En abril de 2013, un accidente en la vía pública hizo que el historiador Miguel Maticorena Estrada recalará en la sala de emergencia del Hospital Guillermo Almenara y que, ante la falta de camas para los pacientes que llegaban incesantemente, permaneciera en una camilla en unos de los pasadizos de esa unidad a la espera de ser operado. La oportuna y tenaz movilización de sus alumnos y amigos, de la que hicieron eco varios medios de comunicación (entre ellos el diario El Comercio), hizo que las autoridades del hospital lo trasladaran rápidamente a una habitación donde pudo convalecer con cierta tranquilidad de sus heridas. He recordado todo este amargo y triste episodio leyendo esta noticia igual de dramática e injusta para quien, sin la menor duda, al igual que Miguel Maticorena, representa lo mejor y más valioso de la cultura de este país.
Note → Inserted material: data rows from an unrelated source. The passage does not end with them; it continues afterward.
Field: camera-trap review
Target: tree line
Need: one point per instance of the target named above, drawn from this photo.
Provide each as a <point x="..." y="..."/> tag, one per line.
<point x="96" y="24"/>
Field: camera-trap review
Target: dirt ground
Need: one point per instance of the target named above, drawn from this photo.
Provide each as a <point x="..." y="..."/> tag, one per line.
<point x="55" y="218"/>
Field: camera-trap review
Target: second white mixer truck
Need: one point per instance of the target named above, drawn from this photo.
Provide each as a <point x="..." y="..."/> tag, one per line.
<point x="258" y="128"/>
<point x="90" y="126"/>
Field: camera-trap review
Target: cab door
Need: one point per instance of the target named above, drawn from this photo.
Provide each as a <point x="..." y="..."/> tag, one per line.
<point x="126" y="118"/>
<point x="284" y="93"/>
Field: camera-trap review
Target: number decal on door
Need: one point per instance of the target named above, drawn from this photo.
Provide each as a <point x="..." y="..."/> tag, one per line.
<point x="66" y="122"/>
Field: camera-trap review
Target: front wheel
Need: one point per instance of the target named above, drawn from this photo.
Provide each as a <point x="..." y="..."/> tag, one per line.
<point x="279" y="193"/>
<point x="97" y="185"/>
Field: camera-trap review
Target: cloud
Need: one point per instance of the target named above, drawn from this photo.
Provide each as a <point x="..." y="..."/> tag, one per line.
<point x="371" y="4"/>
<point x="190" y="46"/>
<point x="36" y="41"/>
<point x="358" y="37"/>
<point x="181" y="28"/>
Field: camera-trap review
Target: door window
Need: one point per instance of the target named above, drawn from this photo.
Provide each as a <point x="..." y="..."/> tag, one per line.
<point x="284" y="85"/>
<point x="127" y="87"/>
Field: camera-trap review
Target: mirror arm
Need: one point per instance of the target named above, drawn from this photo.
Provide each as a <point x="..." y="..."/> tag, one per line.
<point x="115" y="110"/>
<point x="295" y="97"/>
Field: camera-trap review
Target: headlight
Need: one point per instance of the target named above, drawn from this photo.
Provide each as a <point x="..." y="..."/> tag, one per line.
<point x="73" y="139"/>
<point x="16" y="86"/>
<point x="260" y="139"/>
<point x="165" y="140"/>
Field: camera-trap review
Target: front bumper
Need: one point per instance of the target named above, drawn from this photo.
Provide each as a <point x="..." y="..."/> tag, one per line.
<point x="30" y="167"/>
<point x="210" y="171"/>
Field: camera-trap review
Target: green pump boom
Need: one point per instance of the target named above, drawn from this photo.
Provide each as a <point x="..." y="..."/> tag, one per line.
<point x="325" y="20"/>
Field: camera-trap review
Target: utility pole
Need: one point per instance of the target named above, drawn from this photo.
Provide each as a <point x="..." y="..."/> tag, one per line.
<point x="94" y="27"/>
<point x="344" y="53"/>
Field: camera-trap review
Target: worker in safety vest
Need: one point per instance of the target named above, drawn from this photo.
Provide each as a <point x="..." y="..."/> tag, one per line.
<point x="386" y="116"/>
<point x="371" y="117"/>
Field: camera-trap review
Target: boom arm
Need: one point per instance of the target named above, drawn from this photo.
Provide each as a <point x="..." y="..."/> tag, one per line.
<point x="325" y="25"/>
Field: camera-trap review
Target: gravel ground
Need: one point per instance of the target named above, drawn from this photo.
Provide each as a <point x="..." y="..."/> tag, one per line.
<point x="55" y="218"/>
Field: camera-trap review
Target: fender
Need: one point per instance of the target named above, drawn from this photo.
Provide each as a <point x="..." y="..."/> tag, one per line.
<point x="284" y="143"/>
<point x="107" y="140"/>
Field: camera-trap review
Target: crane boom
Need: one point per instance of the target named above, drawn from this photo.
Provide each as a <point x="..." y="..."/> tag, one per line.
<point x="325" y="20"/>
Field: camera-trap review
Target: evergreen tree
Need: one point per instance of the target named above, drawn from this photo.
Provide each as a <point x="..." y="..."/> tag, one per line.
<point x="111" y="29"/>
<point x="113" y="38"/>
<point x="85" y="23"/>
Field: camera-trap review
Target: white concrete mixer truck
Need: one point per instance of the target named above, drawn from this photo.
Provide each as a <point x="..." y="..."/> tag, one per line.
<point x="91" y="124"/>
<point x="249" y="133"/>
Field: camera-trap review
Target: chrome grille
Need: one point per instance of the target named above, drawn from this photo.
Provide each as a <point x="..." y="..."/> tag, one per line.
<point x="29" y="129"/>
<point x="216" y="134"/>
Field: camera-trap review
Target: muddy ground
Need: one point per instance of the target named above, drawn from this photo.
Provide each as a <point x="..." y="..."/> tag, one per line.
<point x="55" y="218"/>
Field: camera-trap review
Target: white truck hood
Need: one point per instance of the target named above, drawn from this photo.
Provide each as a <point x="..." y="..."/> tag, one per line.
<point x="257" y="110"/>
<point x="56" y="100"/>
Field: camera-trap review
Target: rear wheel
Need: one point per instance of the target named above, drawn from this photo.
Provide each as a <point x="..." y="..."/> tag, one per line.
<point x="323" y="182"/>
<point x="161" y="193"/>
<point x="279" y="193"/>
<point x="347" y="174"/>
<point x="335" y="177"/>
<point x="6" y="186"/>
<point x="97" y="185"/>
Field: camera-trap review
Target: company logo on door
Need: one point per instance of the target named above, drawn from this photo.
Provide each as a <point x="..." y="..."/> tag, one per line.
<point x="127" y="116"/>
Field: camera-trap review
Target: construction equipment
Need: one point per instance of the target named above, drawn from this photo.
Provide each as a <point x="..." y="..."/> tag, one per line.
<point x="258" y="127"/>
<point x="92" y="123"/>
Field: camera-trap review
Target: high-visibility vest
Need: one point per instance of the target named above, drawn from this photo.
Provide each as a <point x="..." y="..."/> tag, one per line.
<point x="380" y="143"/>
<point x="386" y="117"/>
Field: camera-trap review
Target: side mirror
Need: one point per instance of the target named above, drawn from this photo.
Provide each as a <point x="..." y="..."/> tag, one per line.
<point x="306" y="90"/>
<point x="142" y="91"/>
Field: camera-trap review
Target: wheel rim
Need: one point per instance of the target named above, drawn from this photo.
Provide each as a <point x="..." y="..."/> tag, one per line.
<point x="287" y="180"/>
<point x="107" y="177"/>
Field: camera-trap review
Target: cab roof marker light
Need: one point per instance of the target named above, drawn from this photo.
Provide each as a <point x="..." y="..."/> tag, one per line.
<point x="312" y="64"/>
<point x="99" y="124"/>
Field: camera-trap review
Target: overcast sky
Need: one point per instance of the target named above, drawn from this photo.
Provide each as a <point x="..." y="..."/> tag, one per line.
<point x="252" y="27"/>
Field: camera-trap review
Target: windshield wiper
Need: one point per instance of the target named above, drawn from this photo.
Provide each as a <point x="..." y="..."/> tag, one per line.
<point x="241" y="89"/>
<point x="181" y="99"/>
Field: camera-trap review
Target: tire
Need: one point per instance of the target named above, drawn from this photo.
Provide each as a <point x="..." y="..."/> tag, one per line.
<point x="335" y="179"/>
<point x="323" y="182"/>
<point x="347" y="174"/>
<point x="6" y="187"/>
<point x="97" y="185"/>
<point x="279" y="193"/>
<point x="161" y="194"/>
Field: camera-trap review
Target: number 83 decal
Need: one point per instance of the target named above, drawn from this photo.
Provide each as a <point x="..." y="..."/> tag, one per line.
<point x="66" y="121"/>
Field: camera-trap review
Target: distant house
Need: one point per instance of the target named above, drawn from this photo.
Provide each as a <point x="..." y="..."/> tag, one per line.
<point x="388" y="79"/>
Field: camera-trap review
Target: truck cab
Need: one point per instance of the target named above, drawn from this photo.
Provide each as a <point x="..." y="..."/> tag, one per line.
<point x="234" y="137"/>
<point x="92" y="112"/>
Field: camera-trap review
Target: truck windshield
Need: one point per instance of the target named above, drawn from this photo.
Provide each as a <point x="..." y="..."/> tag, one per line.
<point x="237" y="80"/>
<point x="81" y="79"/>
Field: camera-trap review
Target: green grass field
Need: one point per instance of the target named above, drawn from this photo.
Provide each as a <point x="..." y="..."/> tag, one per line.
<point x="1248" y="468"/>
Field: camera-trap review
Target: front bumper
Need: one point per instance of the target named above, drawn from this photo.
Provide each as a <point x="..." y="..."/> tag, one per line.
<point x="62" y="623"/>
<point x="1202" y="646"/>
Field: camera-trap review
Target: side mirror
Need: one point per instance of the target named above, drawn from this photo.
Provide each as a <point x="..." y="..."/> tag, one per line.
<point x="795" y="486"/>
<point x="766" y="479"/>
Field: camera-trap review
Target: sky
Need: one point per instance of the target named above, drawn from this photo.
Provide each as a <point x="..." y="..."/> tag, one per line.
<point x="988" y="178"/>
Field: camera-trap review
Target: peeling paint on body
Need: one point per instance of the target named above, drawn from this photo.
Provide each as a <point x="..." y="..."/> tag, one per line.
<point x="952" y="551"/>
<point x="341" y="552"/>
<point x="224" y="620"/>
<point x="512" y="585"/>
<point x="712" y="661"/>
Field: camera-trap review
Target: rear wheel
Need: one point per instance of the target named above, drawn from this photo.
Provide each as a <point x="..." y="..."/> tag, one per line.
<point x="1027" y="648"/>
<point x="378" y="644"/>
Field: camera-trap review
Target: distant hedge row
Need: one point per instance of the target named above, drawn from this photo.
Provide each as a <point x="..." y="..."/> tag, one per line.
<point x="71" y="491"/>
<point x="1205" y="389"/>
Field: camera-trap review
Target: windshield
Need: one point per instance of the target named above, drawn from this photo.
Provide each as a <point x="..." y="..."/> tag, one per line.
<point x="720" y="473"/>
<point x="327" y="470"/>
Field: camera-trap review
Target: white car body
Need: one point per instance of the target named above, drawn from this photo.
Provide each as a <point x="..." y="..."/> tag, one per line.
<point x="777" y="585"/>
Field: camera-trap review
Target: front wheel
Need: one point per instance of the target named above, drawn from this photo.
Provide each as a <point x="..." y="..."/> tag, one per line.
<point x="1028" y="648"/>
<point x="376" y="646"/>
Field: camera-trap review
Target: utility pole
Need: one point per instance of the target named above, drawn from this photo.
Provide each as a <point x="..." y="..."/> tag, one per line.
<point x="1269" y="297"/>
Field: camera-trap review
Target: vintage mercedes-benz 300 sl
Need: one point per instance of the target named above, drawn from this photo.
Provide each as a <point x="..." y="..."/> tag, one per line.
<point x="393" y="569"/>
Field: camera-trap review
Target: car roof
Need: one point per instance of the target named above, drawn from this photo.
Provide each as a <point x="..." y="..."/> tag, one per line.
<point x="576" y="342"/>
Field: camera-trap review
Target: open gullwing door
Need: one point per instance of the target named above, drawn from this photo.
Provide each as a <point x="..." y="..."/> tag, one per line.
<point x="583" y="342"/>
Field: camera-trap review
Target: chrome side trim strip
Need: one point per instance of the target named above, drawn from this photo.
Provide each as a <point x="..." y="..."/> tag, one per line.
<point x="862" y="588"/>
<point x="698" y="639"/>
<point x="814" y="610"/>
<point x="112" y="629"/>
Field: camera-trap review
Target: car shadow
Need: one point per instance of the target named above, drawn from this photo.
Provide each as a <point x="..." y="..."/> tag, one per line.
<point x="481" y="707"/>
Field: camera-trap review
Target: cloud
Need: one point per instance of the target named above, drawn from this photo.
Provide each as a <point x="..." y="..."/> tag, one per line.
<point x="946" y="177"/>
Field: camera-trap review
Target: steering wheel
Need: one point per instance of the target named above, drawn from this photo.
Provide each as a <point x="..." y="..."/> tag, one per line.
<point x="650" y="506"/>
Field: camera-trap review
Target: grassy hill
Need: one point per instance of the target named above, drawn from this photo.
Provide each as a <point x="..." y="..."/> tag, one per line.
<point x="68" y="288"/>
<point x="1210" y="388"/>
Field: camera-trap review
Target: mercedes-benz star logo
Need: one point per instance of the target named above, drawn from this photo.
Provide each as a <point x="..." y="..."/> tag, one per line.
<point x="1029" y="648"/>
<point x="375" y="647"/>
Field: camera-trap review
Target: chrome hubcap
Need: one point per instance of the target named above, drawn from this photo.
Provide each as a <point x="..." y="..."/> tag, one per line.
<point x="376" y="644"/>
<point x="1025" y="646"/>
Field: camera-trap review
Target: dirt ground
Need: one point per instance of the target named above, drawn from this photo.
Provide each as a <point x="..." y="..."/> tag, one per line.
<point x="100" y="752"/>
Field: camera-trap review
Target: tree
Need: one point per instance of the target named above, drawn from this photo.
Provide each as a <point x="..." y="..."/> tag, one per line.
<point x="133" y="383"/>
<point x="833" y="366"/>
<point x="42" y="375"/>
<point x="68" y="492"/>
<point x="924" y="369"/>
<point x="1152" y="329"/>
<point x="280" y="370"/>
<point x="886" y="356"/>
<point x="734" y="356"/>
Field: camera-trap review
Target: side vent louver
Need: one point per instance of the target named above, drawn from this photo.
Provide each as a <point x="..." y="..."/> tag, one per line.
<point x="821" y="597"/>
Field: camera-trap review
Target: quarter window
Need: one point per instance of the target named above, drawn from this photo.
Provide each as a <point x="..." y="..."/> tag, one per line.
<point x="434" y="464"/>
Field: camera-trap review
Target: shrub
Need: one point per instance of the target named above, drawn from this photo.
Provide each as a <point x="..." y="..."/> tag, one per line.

Así como San Marcos asumió su deber y se preocupó porque a Maticorena se le dieran los cuidados adecuados habida cuenta de quién se trataba, así ahora el Ministerio de Cultura debe tomar cartas en el asunto y preocuparse de que Máximo Damián, el entrañable amigo de José María Arguedas, el eximio violinista intérprete de nuestra música andina, reciba las atenciones que merece como patrimonio nacional vivo que es y que a todos nos representa. No quiero ser melodramático ni impertinente, pero solo se puede decir una cosa ante este hecho: ¡Haga algo, Señora Ministra!